Linked People

Abstract

Linked People is a data visualization tool that benefits from the wealth of family relationships in Wikidata and Wikipedia to create family trees of characters in Movies, TV shows, and Books. The required data is extracted from Wikidata and then is completed by adding Wikipedia summaries and images such as movie posters and book covers. The new addition to the project is the family trees of all known people and fictional characters at Wikipedia which is even more exciting because they are built on the fly and displayed to the users. Explore the world of family trees with Linked People!

Introduction

Linked People is a data visualization tool that benefits from the wealth of family relationships in Wikidata and Wikipedia to create family trees. The idea of this project struck me when I was watching some TV shows during quarantine and felt the need for family trees to understand the character relationships. My specific case was the German science fiction TV series, “Dark” [https://en.wikipedia.org/wiki/Dark_(TV_series)], which was almost impossible to follow without a family tree nearby. Many movies and TV shows have complicated character relationships or include less emphasized family relationships that are usually overseen by the viewers. While there was no reference source of family tree depictions, I found out that many such relationships are already documented in open data sources such as Wikidata. So, as an open data lover and researcher, I felt the need to do something with this beautiful data which is contributed by thousands of users around the globe. As the quarantine period prolonged, we started this project as a family effort and tried to turn the Corona disaster into a work-together opportunity. My wife, Dr. Ferial Shayeganfar, implemented the image processing and visualization parts, my son, Kian, took over the quality control tasks, and I started to extract and process the required data. 

To this end, we built a pipeline that pulls data from both Wikidata and Wikipedia and constructs the family trees. The pipeline includes several steps to extract Movies, TV shows, books, and their properties using Wikidata’s query service and then completes the information by adding Wikipedia summaries and images such as movie posters, logos, and book cover images. Finally, some image processing techniques (e.g. face detection) have been used to adjust the images and make them fit for family tree visualization. 
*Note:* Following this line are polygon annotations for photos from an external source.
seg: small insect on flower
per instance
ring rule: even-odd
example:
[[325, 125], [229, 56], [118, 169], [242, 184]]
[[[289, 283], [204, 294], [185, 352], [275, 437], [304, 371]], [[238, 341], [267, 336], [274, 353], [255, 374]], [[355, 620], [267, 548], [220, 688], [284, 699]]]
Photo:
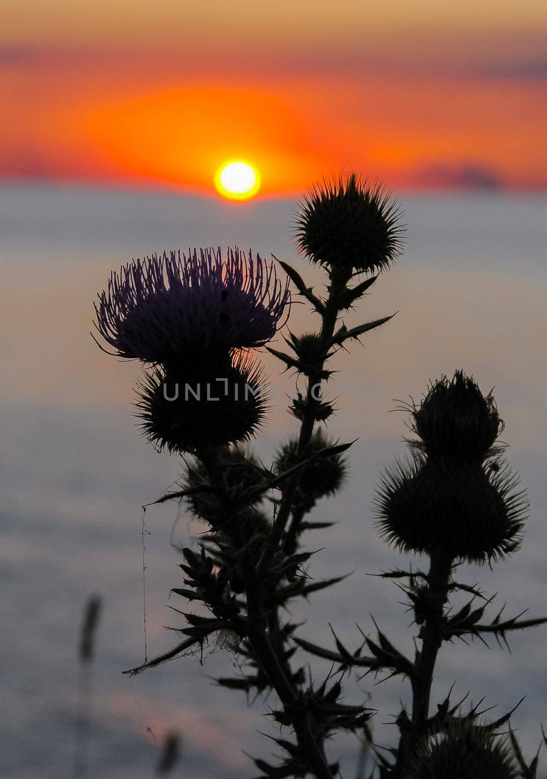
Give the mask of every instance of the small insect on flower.
[[299, 203], [296, 245], [331, 273], [386, 270], [402, 252], [401, 214], [389, 192], [355, 173], [324, 180]]
[[263, 346], [290, 308], [273, 264], [238, 249], [223, 259], [220, 247], [132, 260], [98, 298], [94, 324], [114, 354], [169, 365]]

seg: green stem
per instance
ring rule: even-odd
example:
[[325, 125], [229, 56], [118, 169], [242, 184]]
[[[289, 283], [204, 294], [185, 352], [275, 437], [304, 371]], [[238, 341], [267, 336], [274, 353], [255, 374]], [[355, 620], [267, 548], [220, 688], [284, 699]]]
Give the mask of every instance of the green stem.
[[[319, 338], [323, 346], [326, 346], [334, 334], [334, 328], [340, 313], [339, 301], [341, 294], [347, 288], [350, 276], [348, 274], [334, 275], [330, 277], [329, 297], [325, 304], [325, 313], [323, 315], [323, 324]], [[321, 375], [324, 368], [326, 358], [315, 367], [307, 375], [305, 403], [300, 425], [298, 444], [296, 449], [297, 461], [302, 458], [304, 452], [309, 446], [316, 424], [316, 408], [319, 400], [317, 400], [317, 389], [321, 385]], [[263, 570], [271, 560], [276, 551], [279, 548], [283, 533], [291, 516], [295, 495], [298, 487], [300, 474], [296, 473], [288, 480], [283, 490], [283, 496], [279, 506], [277, 516], [274, 522], [272, 532], [264, 548], [259, 569]], [[289, 535], [296, 530], [298, 523], [302, 521], [295, 519], [289, 529]]]
[[[219, 467], [220, 451], [214, 449], [203, 449], [199, 459], [205, 465], [211, 484], [222, 494], [224, 480]], [[232, 541], [242, 548], [245, 539], [238, 521], [237, 513], [230, 510], [221, 498], [221, 503]], [[325, 759], [323, 746], [318, 742], [307, 719], [307, 713], [299, 709], [298, 693], [285, 673], [281, 661], [272, 647], [264, 615], [264, 591], [260, 576], [248, 555], [242, 557], [242, 569], [246, 583], [247, 598], [247, 638], [256, 657], [262, 664], [270, 683], [279, 696], [285, 710], [293, 712], [292, 726], [304, 754], [316, 779], [333, 779]]]
[[444, 605], [448, 599], [448, 585], [453, 559], [432, 555], [427, 575], [428, 613], [421, 631], [422, 650], [415, 664], [412, 679], [412, 719], [409, 733], [401, 736], [396, 775], [404, 777], [408, 759], [424, 735], [429, 717], [431, 687], [437, 654], [443, 643]]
The new addition to the Linked People project is the family trees of all known people and fictional characters at Wikipedia which is even more exciting because unlike the family trees of movies, TV series, and books, these are built on the fly and displayed to the users.

Figure 1. Family tree of Albert Einstein at Linked People website

It is worth mentioning that the family tree URLs are compliant with both Wikipedia/DBPedia page names as well as Wikidata entity identifiers. So, for looking into the family tree of Albert Einstein for example [cf. Figure 1], users can either search it via the the search box (also powered by Wikipedia) or use any of the following URL patterns: 

https://linkedpeople.net/person/[WIKIDATA IDENTIFIER] 

https://linkedpeople.net/person/[WIKIPEDIA/DBPEDIA PAGE NAME] 

So, in case of Albert Einstein’s the family tree URLs are as follows:

https://linkedpeople.net/person/Q937

https://linkedpeople.net/person/Albert_Einstein

As the Linked People family trees are built on a set of structured data, they also follow the best practices in web content creation and below the surface, use structured metadata to annotate the entities and their relationships via machine-readable tags. So, a closer look into this metadata (e.g., using OpenLink Structured Data Sniffer browser extension) reveals the structured data embedded within family trees which shows metadata of family members and their relationships based on schema.org taxonomy [cf. Figure 2]. 

Figure 2. Metadata of Linked People family trees based on schema.org taxonomy.

Finally to make family trees more accessible, we have implemented browser plugins for the popular browsers which connect the Wikipedia, Wikidata, and DBpedia pages of known people to their corresponding family trees at Linked People website as depicted in Figure 3. 

Figure 3. Linked People browser connecting DBpedia page to the corresponding family tree

Sofar, we have received very positive feedback from both domain experts and ordinary users which motivates us to continue the project. I’ve worked and conducted research in Semantic Web and Linked Data domains for more than a decade but this project was special because on one hand the results are directly communicated with the general public who are engaged in the entertaining aspect of the project, and on the other hand the project serves as an interface to the open data world and hopefully will raise awareness about the importance of open data resources. As such, Wikidata and Wikipedia can benefit from the increased interest and larger number of data contributors to identify missing and incorrect information and improve the quality of their datasets.